Saturday, November 2, 2024

How Medical Marijuana Helped This CFO With His Multiple Sclerosis

Before multiple sclerosis Chuck Ijadi has been an active person all of his life. At 14, he was a tailor’s apprentice in a men’s haberdashery. Along the way he also worked fast food, pumped gas, worked on cars and delivered newspapers. He played baseball, softball, wrestled, snow skied and loved photography. He had built a successful professional career as chief financial officer for two different firms and as a consultant specializing in forensic accounting.

In 1999, while on a family vacation in California, he began to experience disturbing physical symptoms of dizziness and inability to focus his eyesight. This was followed by a gradual building of pain and loss of the use of his left arm. Over the next few days, he would also begin lose control of his left leg and began to stumble. He stayed quiet and didn’t tell his family. By the time they returned from vacation his sense of touch began to numb.

Photo courtesy of Chuck Ijadi

His world had shifted but he didn’t know why. Ijadi went through a battery of tests with his new neurologist and was diagnosed with multiple sclerosis. The disease wastes the protective covering of nerve cells in the brain and spinal column and can result in pain, numbness, partial blindness and loss of coordination.

He started taking a variety of prescription analgesics, anti-spasmatics and anti-seizure medicines. While they did help with his pain, his ability to drive a car, to work and function in so many other everyday ways came to a standstill.

Something had to change. He decided he would give cannabis a try. There were existing stories about patient benefits but it would be years before any legitimate medical marijuana was available in New York State. With no legal outlet, he was paying $400-500 and ounce for medical-grade marijuana. As expensive as that sounds, he said it was worth it. “I could get cheaper stuff, but I couldn’t afford to take a chance with my health. I needed good, clean product,” Ijadi said.

 He decided to come out and told his neurologist that he was using marijuana. 

He had been on a variety of meds and they profoundly impacted his health for the worse. His neurologist didn’t know enough about cannabis to offer any additional information.

In 2002, he experienced his first Seattle Hempfest. In 2003, Chuck and his wife moved to Washington State. He was fortunate enough to meet Dr.James Bowen and get a letter of recommendation for the use of medical marijuana. The journey taught him to look at medication in a new way. “When you start using marijuana as medicine you have to learn how to listen to your body and try to approach health in a holistic way”Ijadi said.
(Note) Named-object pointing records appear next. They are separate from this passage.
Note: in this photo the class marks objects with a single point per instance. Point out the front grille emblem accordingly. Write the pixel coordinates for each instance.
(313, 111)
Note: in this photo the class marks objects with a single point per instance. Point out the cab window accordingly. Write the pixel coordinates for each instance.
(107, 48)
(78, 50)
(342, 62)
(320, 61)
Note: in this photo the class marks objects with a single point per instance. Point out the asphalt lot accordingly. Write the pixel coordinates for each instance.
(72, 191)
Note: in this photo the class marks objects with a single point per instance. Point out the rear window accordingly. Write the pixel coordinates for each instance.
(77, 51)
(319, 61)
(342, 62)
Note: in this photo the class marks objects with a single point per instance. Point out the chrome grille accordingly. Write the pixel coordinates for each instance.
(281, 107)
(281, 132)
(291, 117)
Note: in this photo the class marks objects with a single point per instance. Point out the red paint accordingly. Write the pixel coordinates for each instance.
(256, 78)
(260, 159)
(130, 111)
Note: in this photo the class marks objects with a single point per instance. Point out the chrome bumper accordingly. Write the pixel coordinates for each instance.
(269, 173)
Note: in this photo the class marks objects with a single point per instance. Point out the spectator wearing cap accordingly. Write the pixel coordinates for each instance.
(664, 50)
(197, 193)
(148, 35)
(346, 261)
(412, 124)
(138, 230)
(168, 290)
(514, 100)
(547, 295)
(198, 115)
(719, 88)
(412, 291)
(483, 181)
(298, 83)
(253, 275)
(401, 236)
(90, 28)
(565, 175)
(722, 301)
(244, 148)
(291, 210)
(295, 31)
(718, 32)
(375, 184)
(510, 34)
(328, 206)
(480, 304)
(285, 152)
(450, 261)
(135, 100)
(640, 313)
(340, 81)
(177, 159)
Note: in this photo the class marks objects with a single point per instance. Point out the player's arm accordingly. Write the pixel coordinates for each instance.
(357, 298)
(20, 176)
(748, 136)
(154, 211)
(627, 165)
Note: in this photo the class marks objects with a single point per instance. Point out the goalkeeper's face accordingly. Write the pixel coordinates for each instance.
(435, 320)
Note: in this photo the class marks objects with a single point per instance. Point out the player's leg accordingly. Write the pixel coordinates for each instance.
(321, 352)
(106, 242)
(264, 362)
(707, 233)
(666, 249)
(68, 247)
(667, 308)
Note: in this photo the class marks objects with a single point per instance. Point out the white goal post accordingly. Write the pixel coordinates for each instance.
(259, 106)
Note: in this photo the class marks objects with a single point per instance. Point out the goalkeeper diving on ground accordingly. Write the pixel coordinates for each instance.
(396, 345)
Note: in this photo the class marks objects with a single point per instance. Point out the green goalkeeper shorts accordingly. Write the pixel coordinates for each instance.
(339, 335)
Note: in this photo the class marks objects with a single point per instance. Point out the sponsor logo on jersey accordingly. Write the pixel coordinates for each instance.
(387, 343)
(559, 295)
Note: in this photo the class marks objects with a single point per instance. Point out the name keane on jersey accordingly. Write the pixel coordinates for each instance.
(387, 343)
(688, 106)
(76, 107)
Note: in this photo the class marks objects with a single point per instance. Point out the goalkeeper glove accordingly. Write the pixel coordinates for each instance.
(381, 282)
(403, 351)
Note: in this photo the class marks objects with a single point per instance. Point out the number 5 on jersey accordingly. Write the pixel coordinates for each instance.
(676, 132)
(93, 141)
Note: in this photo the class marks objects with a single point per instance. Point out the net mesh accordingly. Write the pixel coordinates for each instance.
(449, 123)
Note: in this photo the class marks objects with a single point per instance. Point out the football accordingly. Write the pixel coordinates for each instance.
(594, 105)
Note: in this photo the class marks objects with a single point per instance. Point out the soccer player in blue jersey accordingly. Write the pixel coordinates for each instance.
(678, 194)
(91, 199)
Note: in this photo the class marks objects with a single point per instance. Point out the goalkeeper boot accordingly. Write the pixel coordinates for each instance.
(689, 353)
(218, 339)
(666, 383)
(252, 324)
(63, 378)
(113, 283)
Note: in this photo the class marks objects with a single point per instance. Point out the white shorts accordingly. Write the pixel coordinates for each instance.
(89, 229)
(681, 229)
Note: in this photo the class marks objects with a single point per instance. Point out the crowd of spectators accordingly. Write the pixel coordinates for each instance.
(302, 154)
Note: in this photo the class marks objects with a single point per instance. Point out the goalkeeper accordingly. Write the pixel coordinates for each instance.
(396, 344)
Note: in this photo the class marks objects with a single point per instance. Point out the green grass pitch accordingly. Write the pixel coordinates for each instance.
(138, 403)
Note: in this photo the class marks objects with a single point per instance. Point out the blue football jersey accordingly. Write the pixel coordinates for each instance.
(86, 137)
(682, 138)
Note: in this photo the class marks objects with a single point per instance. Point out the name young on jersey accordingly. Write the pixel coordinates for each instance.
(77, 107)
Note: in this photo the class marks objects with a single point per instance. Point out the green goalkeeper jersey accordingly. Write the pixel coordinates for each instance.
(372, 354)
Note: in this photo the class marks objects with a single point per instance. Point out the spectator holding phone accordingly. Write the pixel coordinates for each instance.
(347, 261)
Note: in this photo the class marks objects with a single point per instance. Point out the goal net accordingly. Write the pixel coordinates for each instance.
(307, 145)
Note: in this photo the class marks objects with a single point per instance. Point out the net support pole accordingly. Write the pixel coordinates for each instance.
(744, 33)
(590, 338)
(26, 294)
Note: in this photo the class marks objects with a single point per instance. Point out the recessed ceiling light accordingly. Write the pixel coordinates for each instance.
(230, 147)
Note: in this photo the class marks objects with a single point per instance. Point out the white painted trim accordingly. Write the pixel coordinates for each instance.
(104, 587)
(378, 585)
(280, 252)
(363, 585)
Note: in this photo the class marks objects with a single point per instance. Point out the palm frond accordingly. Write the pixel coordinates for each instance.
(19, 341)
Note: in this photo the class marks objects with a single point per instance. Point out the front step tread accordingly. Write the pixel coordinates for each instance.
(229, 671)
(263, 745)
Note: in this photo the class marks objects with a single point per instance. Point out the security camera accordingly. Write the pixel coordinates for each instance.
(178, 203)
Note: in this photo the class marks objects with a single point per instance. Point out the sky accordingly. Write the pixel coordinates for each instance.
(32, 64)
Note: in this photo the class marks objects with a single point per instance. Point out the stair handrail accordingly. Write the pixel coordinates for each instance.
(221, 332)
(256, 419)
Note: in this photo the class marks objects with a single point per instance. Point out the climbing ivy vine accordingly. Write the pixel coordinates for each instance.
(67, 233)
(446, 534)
He was able to get off of anti-inflammatory and anti-spasmodic Rx drugs.

Photo courtesy of Chuck Ijadi

He was now official and would come to love the dispensary culture. Ijadi has a real nostalgia for the days of shops with jars of buds you could open and smell, meeting growers in store and learning about products and titration from other patients. He learned to home grow, began teaching others to do the same and delivered marijuana to homebound patients. The patient became teacher and advocate.

“My quality of life has improved tremendously. I went from being being depressed and not being able to control my body or work. The cannabis does not take away all pain, only death does that. What cannabis does is help to make pain more tolerable,” Chuck Ijadi said.